Norilsk Nickel: A Putin Play

02/06/2017 10:00 am EST


Vivian Lewis

Editor and Publisher, Global Investing

MMC Norilsk Nickel PJSC (NILSY) is our first stock pick based on the Trump administration; it is a metal company run mostly by Russians in Londongrad, notes international investing expert Vivian Lewis, editor of Global Investing.

NILSY was cobbled together by a bunch of oligarchs who share the spoils through their shareholdings: 30.3% by Vladimir Potanin Roman, CEO via Interros; 27.l8% by Oleg Deripaska and Alexander Abramov; and 6.5% by Abramovich through a Cypriot holding company, Crispian Investment.

The company's independent chairman is Briton Gareth Penny of De Beers.

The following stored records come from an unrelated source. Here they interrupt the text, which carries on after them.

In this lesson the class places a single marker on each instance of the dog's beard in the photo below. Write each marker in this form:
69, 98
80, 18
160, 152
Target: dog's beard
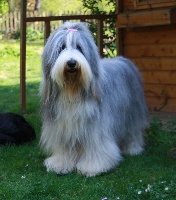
72, 81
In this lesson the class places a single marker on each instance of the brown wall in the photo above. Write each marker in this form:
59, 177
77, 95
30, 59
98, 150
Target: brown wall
153, 49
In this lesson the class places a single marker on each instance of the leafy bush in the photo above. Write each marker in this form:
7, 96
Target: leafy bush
32, 35
109, 32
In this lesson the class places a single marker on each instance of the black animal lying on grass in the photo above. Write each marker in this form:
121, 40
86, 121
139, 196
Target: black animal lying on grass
14, 129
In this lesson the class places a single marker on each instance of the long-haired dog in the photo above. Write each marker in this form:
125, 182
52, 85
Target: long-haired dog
93, 109
14, 129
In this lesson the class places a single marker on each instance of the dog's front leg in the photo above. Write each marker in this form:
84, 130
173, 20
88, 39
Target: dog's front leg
60, 162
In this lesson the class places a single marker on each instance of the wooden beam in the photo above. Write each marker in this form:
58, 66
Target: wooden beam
100, 37
147, 18
23, 57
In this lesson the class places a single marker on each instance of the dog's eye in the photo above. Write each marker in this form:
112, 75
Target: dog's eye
79, 48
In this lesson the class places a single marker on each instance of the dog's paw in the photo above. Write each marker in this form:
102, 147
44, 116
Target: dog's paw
57, 165
133, 149
95, 167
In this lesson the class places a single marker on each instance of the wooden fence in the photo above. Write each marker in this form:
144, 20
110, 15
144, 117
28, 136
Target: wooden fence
10, 22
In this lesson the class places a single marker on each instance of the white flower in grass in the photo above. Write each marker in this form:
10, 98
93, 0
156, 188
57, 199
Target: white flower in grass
163, 182
139, 192
148, 188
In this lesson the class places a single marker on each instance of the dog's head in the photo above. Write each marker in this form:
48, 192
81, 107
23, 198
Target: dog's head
71, 58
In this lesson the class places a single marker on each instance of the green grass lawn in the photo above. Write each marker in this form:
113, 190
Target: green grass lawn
151, 175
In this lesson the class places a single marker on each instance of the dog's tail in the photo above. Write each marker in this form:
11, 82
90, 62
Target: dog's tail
14, 129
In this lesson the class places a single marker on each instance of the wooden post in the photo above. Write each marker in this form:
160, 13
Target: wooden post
119, 32
23, 57
100, 36
47, 30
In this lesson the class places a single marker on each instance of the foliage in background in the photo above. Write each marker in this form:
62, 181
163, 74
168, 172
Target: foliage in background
3, 7
109, 32
57, 6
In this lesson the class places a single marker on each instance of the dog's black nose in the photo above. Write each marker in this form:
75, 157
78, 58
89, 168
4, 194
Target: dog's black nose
71, 63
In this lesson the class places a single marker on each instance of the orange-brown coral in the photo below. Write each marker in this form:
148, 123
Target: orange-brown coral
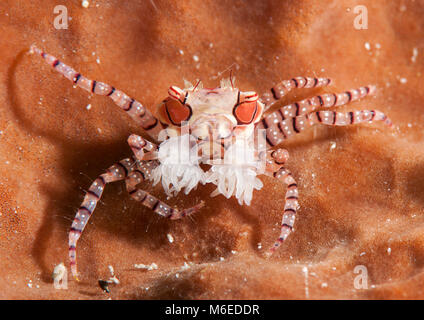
361, 188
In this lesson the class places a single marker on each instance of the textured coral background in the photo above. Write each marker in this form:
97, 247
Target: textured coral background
361, 188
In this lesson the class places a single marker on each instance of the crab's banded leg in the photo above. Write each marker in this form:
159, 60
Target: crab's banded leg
281, 89
290, 207
309, 105
283, 130
118, 171
131, 106
146, 199
142, 148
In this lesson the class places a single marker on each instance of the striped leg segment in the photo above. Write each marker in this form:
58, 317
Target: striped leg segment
281, 131
143, 149
131, 106
146, 199
118, 171
309, 105
281, 89
291, 205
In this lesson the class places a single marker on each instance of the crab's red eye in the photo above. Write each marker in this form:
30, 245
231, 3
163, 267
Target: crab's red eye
246, 108
174, 112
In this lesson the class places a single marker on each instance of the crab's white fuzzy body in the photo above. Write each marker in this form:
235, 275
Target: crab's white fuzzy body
237, 175
180, 169
179, 165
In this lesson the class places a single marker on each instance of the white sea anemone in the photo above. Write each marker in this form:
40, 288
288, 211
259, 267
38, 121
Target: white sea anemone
179, 165
237, 175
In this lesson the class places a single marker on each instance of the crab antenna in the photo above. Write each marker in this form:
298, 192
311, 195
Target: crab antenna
198, 82
231, 78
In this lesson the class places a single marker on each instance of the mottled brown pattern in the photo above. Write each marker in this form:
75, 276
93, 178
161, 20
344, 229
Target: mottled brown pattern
361, 189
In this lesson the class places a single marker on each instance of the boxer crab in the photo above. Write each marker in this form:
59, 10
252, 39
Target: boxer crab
223, 127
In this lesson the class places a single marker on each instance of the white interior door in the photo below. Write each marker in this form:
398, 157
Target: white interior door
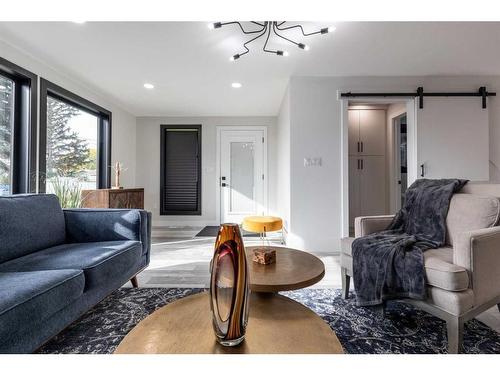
242, 180
372, 127
372, 191
453, 139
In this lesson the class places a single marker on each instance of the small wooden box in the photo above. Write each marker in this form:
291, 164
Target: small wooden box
264, 256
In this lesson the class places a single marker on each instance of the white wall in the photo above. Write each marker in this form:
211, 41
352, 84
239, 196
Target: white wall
315, 114
283, 162
148, 164
123, 123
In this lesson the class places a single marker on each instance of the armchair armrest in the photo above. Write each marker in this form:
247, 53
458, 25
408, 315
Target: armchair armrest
94, 225
479, 252
364, 225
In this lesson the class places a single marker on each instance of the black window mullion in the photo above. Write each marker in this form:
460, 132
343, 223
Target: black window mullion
23, 163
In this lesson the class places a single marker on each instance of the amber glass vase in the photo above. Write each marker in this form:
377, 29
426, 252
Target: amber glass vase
229, 289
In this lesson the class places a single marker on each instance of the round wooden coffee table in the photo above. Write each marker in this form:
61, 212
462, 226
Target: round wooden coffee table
294, 269
276, 324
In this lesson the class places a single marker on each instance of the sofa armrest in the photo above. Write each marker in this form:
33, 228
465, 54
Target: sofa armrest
479, 252
365, 225
94, 225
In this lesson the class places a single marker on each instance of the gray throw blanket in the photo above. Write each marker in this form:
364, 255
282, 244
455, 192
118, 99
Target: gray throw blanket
390, 264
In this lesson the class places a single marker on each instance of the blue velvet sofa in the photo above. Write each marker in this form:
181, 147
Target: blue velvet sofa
55, 264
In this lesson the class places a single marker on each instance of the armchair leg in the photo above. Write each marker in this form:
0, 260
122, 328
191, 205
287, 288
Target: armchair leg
455, 329
134, 282
346, 280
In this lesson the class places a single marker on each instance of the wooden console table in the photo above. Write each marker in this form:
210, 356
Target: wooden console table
113, 198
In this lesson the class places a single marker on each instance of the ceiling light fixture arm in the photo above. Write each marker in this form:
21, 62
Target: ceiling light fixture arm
275, 28
298, 27
241, 27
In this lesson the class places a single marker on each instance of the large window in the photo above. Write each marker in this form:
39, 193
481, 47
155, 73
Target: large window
6, 133
18, 89
74, 142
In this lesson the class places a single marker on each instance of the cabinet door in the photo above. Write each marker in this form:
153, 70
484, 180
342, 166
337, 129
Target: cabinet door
136, 199
354, 189
118, 199
373, 197
372, 131
353, 131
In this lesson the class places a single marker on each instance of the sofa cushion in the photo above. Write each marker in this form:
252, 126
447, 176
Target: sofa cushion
470, 212
442, 273
101, 262
29, 222
26, 297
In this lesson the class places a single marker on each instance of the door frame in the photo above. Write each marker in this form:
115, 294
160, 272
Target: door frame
396, 136
218, 190
411, 123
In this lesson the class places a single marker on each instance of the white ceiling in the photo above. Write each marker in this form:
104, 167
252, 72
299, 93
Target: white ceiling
189, 66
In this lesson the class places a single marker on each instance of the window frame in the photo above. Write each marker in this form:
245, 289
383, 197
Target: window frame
163, 132
24, 137
49, 89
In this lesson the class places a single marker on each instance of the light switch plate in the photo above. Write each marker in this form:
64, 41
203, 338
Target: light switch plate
313, 162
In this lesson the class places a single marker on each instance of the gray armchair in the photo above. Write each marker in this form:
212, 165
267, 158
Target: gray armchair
463, 277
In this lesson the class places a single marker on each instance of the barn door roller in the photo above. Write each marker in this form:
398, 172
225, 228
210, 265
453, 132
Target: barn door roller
482, 92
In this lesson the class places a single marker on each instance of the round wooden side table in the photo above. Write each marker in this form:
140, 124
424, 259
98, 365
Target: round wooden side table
294, 269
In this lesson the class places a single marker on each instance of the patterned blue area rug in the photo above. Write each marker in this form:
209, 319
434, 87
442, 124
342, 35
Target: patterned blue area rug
360, 330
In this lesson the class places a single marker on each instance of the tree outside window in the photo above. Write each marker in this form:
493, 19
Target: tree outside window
71, 151
6, 128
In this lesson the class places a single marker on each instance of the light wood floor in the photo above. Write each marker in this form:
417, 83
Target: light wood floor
178, 259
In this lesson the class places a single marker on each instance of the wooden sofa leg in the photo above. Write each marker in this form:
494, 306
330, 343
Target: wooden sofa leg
455, 329
346, 280
134, 282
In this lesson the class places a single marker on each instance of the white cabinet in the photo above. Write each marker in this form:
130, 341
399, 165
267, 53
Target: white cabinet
367, 163
372, 186
354, 188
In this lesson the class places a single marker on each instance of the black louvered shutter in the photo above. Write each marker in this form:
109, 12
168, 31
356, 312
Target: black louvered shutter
181, 170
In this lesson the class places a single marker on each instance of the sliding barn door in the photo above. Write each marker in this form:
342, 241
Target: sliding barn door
452, 139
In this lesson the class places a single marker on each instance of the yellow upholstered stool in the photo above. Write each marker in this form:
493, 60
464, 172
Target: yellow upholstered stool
263, 224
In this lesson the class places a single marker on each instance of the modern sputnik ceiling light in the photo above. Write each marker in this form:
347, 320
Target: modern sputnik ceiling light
267, 30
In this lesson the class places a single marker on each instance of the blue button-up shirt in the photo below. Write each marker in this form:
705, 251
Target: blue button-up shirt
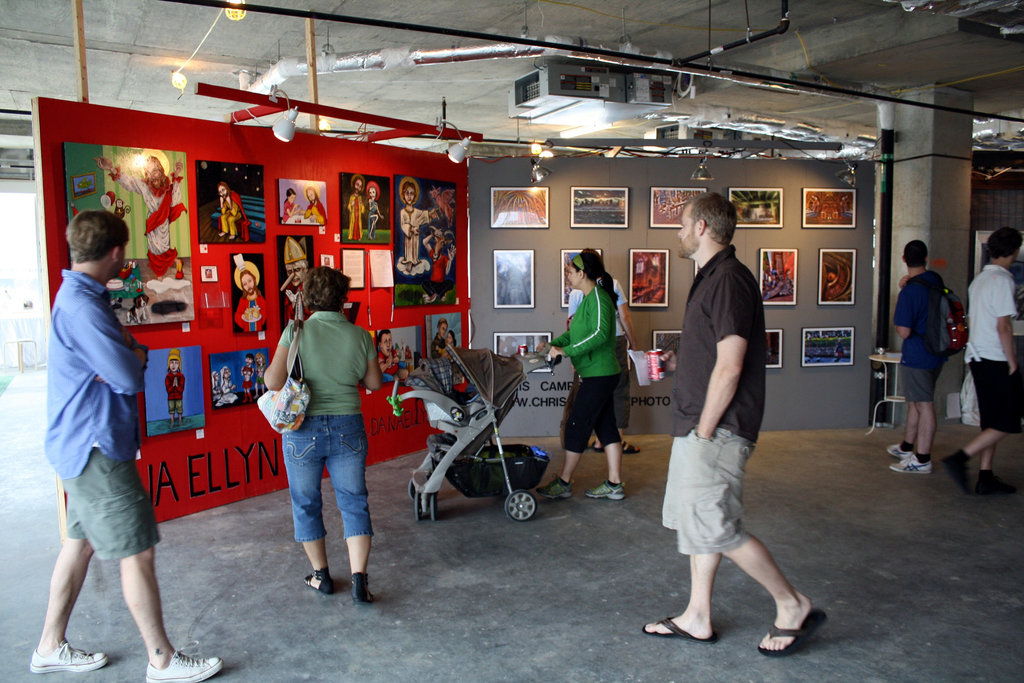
86, 343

It has been exempt from anti-Putin sanctions but obviously will gain if Russia gets back into the mainstream.

In 2015, Norilsk was able to issue a $1 billion yankee bond yielding 6.625% despite sanctions against the Putin kleptocrats because its own kleptocrats are different ones.

My initial idea was to buy the bond, under its ISN XS31298447019. The bond is now yielding about 4% thanks to a better outlook for the company which cut its dividend after the issue.

Because the bond sells in lots of 200, I cannot afford to buy it but any reader with lots of cash might want to pick it up. It matures in Oct. 2022.

NILSY's products are nickel (35% of sales), a play on increased Chinese steel production; platinum group metals palladium (21% of sales) and platinum (7% of sales), and copper (22% of sales).

NILSY runs a bunch of relatively independent operating subsidiaries mostly in Russia. It is global leader in palladium and nickel production, gaining from the slow-down in Asian output of nickel and rising Chinese demand.

Other nickel producers cannot make a profit at current price levels, but thanks to modernization and shut-ins of older facilities, Norilsk can.

Nickel and palladium are in structural deficit globally and should see rising prices starting this year if not already booked in H2 of last year.

Norilsk has just about recuperated from the huge drop in its share price during the global financial crisis, and currently trades at $16 and a few pennies.

NILSY dropped its old dividend policy and now pays out based on its cash-flow to debt, which still produces a yield of over 4.3%.

Its trailing p/e ratio is 17x and it trades at 80% of the PEG ratio. It should gain from higher raw material prices, a rising dividend, its low price vs other metal firms and, of course, from the eventual embrace between Putin and Trump. I bought the shares at $16.03.